The Milken Institute Center for the Future of Aging is on a Mission is to Help People Build Meaningful Lives

In Episode 88 of the Charity Charge Show, Stephen talks to Nora Super, Executive Director of the Milken Institute Center for the Future of Aging, whose mission is to help people build meaningful lives, in which they can experience health and well-being, pursue effective education and gainful employment, and access the resources required to create ever-expanding opportunities for themselves and their broader communities.

Stephen and Nora Super talk about the importance of support for our aging population, being an effective leader through vulnerability, and creating policies aligned with the needs of those with lived experiences.

Nora Super is the executive director of the Milken Institute Center for the Future of Aging.
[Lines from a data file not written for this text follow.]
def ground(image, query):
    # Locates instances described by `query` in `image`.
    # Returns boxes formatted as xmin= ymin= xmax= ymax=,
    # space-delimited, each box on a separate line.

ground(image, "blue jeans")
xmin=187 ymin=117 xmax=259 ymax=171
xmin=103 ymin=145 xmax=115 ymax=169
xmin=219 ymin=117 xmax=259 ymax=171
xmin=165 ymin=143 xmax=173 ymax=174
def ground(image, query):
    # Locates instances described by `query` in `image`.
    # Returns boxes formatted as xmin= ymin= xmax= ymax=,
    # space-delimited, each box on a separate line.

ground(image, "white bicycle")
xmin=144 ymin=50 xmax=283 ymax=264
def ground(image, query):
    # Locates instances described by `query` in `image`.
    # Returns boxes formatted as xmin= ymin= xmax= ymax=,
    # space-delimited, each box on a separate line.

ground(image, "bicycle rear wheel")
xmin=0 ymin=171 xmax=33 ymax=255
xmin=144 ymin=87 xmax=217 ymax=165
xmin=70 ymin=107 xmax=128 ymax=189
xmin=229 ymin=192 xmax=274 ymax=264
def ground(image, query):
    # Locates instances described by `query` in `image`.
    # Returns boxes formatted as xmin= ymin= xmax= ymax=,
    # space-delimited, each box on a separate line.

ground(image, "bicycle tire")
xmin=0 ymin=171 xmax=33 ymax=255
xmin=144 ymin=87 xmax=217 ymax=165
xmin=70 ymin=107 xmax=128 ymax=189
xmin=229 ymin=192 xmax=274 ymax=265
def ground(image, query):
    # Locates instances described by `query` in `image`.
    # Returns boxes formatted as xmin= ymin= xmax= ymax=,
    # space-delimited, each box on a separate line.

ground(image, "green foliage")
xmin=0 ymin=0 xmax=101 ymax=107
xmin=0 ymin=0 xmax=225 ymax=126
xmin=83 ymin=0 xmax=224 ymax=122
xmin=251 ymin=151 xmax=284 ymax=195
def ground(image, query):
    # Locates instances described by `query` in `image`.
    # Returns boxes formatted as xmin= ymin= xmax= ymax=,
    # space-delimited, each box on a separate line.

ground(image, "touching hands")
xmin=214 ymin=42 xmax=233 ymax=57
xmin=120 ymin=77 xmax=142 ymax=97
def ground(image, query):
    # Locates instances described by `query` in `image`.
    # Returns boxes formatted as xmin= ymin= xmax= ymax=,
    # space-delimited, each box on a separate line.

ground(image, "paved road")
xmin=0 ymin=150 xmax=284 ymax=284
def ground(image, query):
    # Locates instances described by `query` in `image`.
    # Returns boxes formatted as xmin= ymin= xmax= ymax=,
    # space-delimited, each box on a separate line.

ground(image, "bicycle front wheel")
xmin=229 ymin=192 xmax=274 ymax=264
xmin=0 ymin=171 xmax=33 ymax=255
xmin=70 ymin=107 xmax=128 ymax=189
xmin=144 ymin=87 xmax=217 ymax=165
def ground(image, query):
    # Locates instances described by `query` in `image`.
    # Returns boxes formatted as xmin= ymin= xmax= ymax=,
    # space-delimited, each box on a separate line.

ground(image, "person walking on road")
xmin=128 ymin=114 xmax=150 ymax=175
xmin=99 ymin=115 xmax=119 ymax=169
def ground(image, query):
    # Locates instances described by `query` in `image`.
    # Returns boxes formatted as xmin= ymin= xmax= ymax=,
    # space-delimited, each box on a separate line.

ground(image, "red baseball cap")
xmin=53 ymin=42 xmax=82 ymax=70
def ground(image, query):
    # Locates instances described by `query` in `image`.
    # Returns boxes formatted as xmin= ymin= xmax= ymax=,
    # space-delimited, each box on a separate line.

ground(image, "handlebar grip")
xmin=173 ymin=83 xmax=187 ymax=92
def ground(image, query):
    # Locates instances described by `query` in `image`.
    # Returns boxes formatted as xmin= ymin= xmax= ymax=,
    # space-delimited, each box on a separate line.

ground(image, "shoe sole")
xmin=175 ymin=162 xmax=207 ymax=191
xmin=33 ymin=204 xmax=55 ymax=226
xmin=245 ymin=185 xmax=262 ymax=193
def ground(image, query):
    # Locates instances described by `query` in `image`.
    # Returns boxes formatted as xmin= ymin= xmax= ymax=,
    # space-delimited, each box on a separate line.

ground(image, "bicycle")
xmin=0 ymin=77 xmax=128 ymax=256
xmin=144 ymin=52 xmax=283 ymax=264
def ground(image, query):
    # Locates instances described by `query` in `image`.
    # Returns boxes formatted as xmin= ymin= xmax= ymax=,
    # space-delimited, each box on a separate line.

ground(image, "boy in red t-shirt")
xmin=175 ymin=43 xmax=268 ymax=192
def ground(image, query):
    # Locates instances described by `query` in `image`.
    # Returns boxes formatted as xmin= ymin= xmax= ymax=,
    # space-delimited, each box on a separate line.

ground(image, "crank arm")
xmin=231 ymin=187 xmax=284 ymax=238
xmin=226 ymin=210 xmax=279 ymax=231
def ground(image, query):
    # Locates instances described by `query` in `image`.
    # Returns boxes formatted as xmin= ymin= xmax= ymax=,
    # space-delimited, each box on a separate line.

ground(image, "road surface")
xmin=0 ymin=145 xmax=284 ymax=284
In this role, Super provides strategic direction for two primary focus areas: Healthy Longevity and Financial Wellness.

In 2020, Super launched the Milken Institute Alliance to Improve Dementia Care, which seeks to transform and improve the complex health and long-term care systems that people at risk for and living with dementia must navigate.

Super is a respected thought leader, frequent speaker, and prolific writer on healthy longevity and the economic and social impact of global population aging.

From 2014 to 2016, Super served as the executive director of the White House Conference on Aging, where she received wide recognition for her nationwide efforts to improve the lives of older Americans.

She has also held leadership roles at the US Department of Health and Human Services, AARP, Kaiser Permanente, and USAging.

Nora Super, Executive Director of the Milken Institute

Milken Institute Center for the Future of Aging on the importance of involving those with lived experiences in policy creation:

It’s important to us to always make sure that we have people with lived experience as part of all the policy decisions we have.

We make many policy recommendations and we want to make sure in all those conversations that we have someone who’s living with dementia themselves or a caregiver of someone who’s living with dementia to give us their real experience and feedback.

This input stress tests the policies because sometimes people in government or research institutions think a policy will work on the ground but the people who are living with this may see issues we didn’t so they will tell us, this makes a difference to them, or no.

We get a lot of good feedback about what’s too complicated, what’s helpful, what they wish they had known earlier and those comments help drive our work.